Personal information
- Born: 28 March 1994 (age 32)

Sport
- Country: Indonesia
- Sport: Taekwondo
- Weight class: 53 kg

Medal record
Women's taekwondo
Representing Indonesia
Asian Indoor and Martial Arts Games
| Bronze medal – third place | 2017 Ashgabat | 53 kg |
Asian Championships
| Bronze medal – third place | 2018 Ho Chi Minh City | 53 kg |
Summer Universiade
| Bronze medal – third place | 2015 Gwangju | 53 kg |
Islamic Solidarity Games
| Bronze medal – third place | 2017 Baku | 53 kg |
SEA Games
| Gold medal – first place | 2015 Singapore | 53 kg |
| Gold medal – first place | 2017 Kuala Lumpur | 53 kg |
| Silver medal – second place | 2019 Philippines | 53 kg |
| Bronze medal – third place | 2021 Vietnam | 57 kg |

= Mariska Halinda =

Indonesian taekwondo practitioner

Mariska Halinda (born 28 March 1994) is an Indonesian taekwondo practitioner. She is a two-time gold medalist at the SEA Games.

== Career ==

Halinda competed in the women's 57 kg event at the 2014 Asian Games held in Incheon, South Korea. In this competition she was eliminated in her first match by Samaneh Sheshpari of Iran. She represented Indonesia at the 2015 Summer Universiade held in Gwangju, South Korea where she won one of the bronze medals in the women's 53 kg event.

At the 2016 Asian Taekwondo Olympic Qualification Tournament held in Pasay, Philippines, she failed to qualify for the 2016 Summer Olympics in Rio de Janeiro, Brazil as she was eliminated from the competition in her second match.

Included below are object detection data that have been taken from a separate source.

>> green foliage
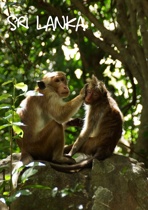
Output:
[0,0,144,206]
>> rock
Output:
[4,155,148,210]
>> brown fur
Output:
[69,76,123,159]
[14,72,85,189]
[48,76,123,171]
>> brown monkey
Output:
[13,71,85,187]
[48,76,123,171]
[69,76,123,160]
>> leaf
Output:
[0,104,11,110]
[0,124,12,130]
[6,189,32,204]
[25,90,43,96]
[21,168,38,182]
[25,184,51,190]
[2,80,13,86]
[12,123,24,137]
[14,82,28,92]
[0,93,12,101]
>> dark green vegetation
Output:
[0,0,148,167]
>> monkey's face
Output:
[85,86,100,105]
[85,76,107,105]
[50,75,70,98]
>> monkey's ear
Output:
[37,81,46,90]
[92,74,99,83]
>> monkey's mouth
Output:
[61,91,69,95]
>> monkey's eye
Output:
[61,78,65,82]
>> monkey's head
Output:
[85,75,107,105]
[37,71,70,98]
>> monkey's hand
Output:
[80,84,88,99]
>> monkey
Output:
[69,75,123,160]
[46,75,123,171]
[12,71,85,188]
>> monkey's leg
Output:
[39,120,74,163]
[64,144,73,154]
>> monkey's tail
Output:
[12,161,24,190]
[50,156,94,173]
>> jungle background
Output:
[0,0,148,172]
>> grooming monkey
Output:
[49,76,123,171]
[12,71,85,188]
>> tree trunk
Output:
[135,88,148,166]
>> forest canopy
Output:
[0,0,148,167]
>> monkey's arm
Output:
[50,87,85,124]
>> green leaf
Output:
[25,184,51,190]
[21,168,38,183]
[2,80,13,86]
[14,82,28,92]
[0,104,11,110]
[13,122,24,137]
[0,93,12,101]
[0,124,12,130]
[6,189,32,204]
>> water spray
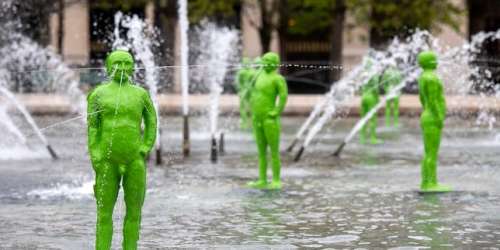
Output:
[332,66,419,157]
[219,132,225,155]
[0,86,59,160]
[177,0,190,157]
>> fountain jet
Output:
[0,86,59,160]
[177,0,190,157]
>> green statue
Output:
[418,51,451,192]
[236,57,254,129]
[248,52,288,189]
[87,50,157,250]
[359,74,382,144]
[382,67,401,126]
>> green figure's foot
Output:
[267,181,281,190]
[247,180,267,189]
[420,184,452,193]
[370,138,384,145]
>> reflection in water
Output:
[408,194,453,249]
[0,117,500,249]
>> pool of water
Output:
[0,117,500,249]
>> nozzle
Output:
[293,146,305,162]
[210,135,217,163]
[332,141,347,157]
[286,137,299,153]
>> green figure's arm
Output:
[270,76,288,117]
[87,89,101,162]
[418,76,427,111]
[140,92,157,155]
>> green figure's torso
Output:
[248,52,288,189]
[250,71,284,119]
[418,70,446,127]
[92,83,149,164]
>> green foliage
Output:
[281,0,335,36]
[346,0,463,35]
[188,0,240,23]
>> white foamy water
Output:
[27,181,94,200]
[190,21,239,136]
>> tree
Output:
[347,0,463,49]
[188,0,240,24]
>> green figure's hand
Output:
[418,51,451,192]
[248,52,288,189]
[87,51,157,250]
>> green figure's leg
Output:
[94,162,120,250]
[123,157,146,250]
[240,96,248,129]
[421,123,451,192]
[264,118,281,189]
[248,118,267,188]
[366,103,382,144]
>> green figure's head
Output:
[418,51,437,69]
[262,52,280,72]
[252,56,262,68]
[106,50,134,82]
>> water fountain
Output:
[289,31,500,161]
[190,21,239,162]
[177,0,190,157]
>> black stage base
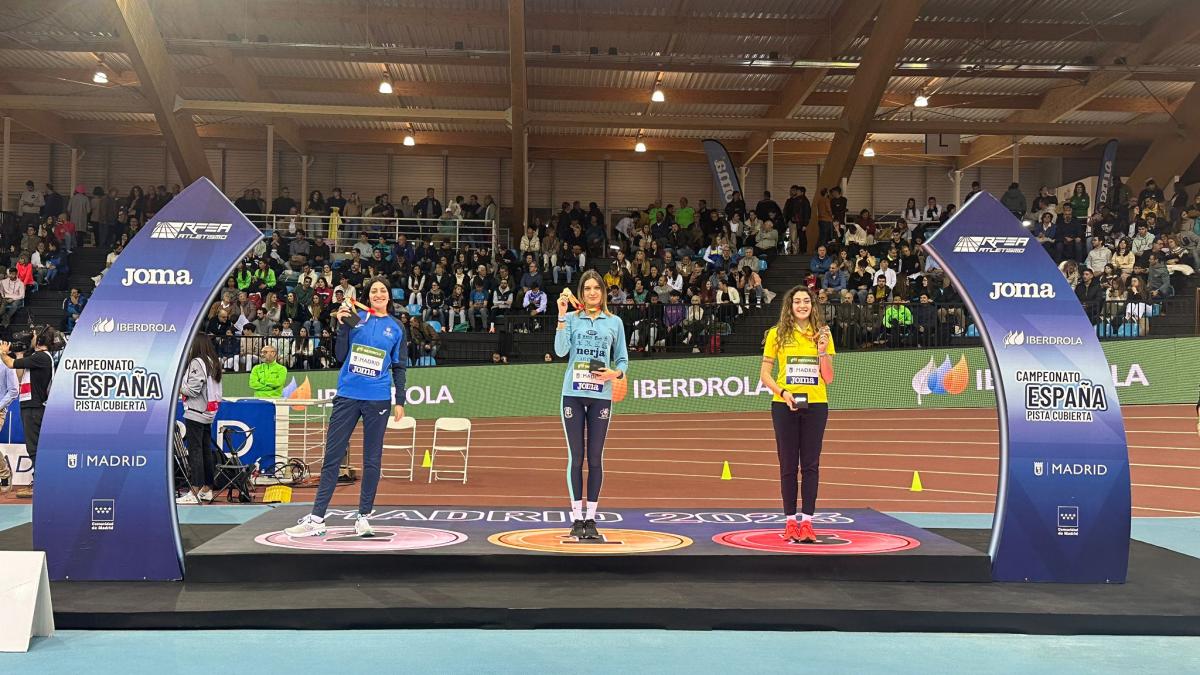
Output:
[0,506,1200,635]
[185,506,991,583]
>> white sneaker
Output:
[283,514,325,537]
[354,513,374,537]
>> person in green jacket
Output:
[235,263,254,293]
[250,345,288,399]
[252,259,276,293]
[875,295,912,346]
[1068,183,1092,214]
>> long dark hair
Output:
[187,333,222,382]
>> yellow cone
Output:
[263,485,292,504]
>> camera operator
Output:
[0,325,61,498]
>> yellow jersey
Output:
[762,328,838,404]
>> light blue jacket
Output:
[554,312,629,400]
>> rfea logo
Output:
[912,354,971,406]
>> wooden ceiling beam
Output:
[112,0,212,184]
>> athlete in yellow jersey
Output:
[758,286,836,542]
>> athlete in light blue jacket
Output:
[554,270,629,539]
[286,277,408,537]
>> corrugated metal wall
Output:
[551,160,604,209]
[446,157,500,203]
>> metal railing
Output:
[245,214,510,251]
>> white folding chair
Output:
[430,417,470,483]
[379,416,416,480]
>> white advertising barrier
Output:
[0,551,54,652]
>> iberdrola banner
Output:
[913,193,1130,583]
[34,178,262,580]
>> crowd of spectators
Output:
[21,170,1200,371]
[0,180,94,329]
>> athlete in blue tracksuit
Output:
[554,270,629,539]
[286,277,408,537]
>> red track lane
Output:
[283,405,1200,516]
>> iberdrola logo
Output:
[912,354,971,406]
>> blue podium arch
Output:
[925,192,1130,583]
[34,178,262,580]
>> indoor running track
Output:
[272,405,1200,516]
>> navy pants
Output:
[312,396,391,518]
[563,396,612,502]
[770,401,829,515]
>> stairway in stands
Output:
[8,246,108,335]
[722,253,809,354]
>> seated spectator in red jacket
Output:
[17,253,34,286]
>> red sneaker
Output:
[780,520,802,544]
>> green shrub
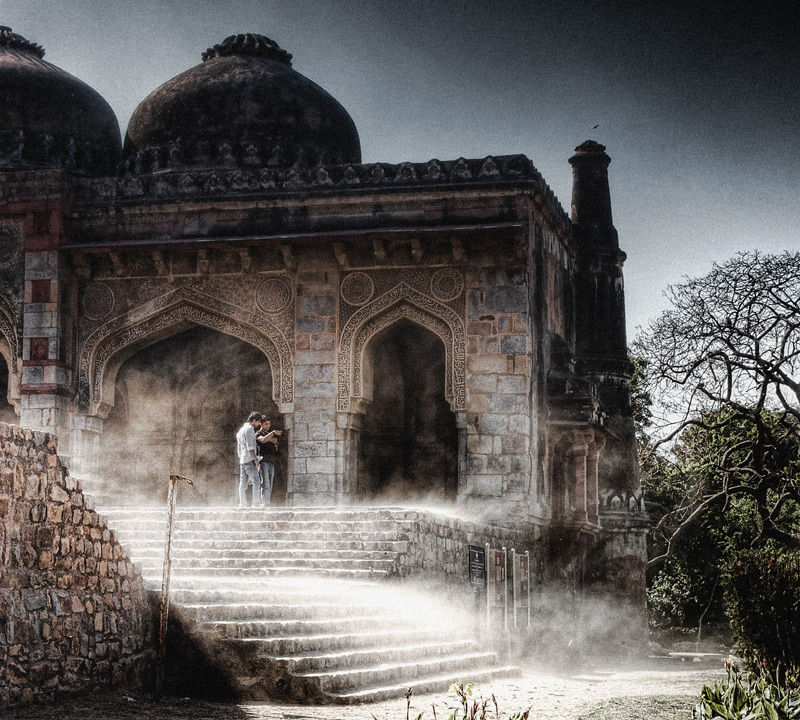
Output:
[694,663,800,720]
[727,550,800,684]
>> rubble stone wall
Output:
[0,424,154,708]
[400,511,542,583]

In 2017, Halinda won one of the bronze medals in the women's 53 kg event at the Islamic Solidarity Games held in Baku, Azerbaijan. In the same year, she also competed in the women's bantamweight event at the 2017 World Taekwondo Championships held in Muju, South Korea. She was eliminated in her third match by Radwa Reda of Egypt. Later that year, she won one of the bronze medals in the women's 53 kg event at the 2017 Asian Indoor and Martial Arts Games held in Ashgabat, Turkmenistan.

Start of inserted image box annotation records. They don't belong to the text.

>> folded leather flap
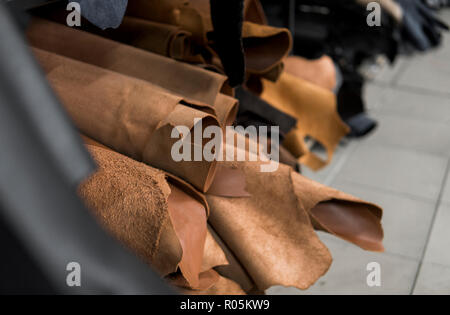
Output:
[143,105,220,192]
[242,22,292,74]
[291,169,384,252]
[168,185,207,288]
[206,152,331,290]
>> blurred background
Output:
[269,9,450,294]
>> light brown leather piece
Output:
[127,0,207,45]
[284,56,337,91]
[208,165,250,198]
[179,270,246,295]
[291,173,384,252]
[79,143,214,289]
[213,93,239,127]
[244,0,267,25]
[99,16,194,61]
[27,18,229,105]
[208,223,255,292]
[242,22,292,75]
[33,49,219,191]
[168,185,207,288]
[261,72,349,170]
[207,147,331,291]
[78,142,183,275]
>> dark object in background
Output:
[0,0,95,187]
[337,73,378,138]
[235,87,297,141]
[73,0,128,30]
[210,0,245,87]
[0,3,172,294]
[397,0,449,51]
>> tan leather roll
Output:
[127,0,207,46]
[284,56,337,91]
[79,144,211,288]
[242,22,292,81]
[34,49,219,192]
[99,16,197,61]
[27,19,229,105]
[261,72,349,170]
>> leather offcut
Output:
[261,72,349,170]
[79,140,211,288]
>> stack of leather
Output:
[27,0,383,294]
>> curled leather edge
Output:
[143,105,220,192]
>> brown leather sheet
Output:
[34,49,219,191]
[27,18,229,105]
[79,144,211,288]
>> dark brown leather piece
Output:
[291,173,384,252]
[310,204,384,252]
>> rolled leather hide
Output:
[33,49,219,191]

In 2018, Halinda won one of the bronze medals in the women's 53 kg event at the Asian Taekwondo Championships held in Ho Chi Minh City, Vietnam. She also represented Indonesia at the 2018 Asian Games in Jakarta, Indonesia in the women's 53 kg event where she was eliminated in her second match by Laetitia Aoun of Lebanon.